I’m visiting Washington D.C. with my family, and this morning decided to take a run past the U.S. Capitol to take some photographs of the Capitol building before the sun came up. The dome is beautifully lit at night.
But then, when I got to the Mall, I could barely see the Capitol dome. Blaring lights from the set being erected for John Stewart and Stephen Colbert’s Rally to Restore Sanity and/or Fear were getting in the way of my ability to see the U.S. Congress.
I couldn’t think of a better metaphor than that for my view of the Stewart-Colbert rally. In a time of serious problems and complicated debates, Stewart and Colbert have managed to convince a huge number of Americans that the issues can all be boiled down to the idea that too many Americans take politics too seriously.
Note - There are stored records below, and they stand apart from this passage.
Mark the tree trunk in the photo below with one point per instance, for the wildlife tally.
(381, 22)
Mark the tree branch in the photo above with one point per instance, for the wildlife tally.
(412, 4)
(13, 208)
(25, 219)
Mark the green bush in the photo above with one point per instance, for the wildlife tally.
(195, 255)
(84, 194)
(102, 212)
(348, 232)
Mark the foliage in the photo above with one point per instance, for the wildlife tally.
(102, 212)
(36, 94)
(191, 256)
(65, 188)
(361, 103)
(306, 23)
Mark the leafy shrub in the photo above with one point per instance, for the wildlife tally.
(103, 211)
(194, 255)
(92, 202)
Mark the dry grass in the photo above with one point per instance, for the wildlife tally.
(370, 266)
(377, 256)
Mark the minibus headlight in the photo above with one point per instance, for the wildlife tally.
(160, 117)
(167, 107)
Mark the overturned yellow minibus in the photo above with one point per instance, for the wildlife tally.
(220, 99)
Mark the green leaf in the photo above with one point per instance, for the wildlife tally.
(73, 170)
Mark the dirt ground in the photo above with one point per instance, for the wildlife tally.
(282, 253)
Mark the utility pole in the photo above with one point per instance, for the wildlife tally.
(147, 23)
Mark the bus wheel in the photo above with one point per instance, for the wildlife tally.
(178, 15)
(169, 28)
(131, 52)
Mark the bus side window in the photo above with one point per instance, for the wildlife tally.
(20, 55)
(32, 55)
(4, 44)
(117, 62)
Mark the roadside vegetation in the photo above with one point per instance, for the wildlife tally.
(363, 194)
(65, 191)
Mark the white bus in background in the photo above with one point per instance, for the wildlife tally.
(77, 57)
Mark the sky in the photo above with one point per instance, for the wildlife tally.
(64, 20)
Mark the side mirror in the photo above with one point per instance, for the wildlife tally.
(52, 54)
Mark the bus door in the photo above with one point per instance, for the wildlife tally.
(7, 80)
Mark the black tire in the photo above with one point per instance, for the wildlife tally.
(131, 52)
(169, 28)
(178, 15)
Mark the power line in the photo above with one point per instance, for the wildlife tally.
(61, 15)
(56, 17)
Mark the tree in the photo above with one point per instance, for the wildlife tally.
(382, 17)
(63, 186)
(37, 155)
When I look at voting rates, and the extent of Americans’ ignorance of the most basic political facts, I can’t agree with John Stewart and Stephen Colbert that if everyone would just stop being so serious about bad mean politics, everything would be okay. We need less mediocre, mumbling, apathetic “moderation”, not more of it. The facts do not automatically align with what seems nice. The truth is not often right in the middle of opposite extremes.
Jokes are amusing, but they don’t solve problems. If Americans would spend the daily hour they devote to watching John Stewart and Stephen Colbert’s comedy routines to browsing the Congressional Record instead, our nation would be in much better condition.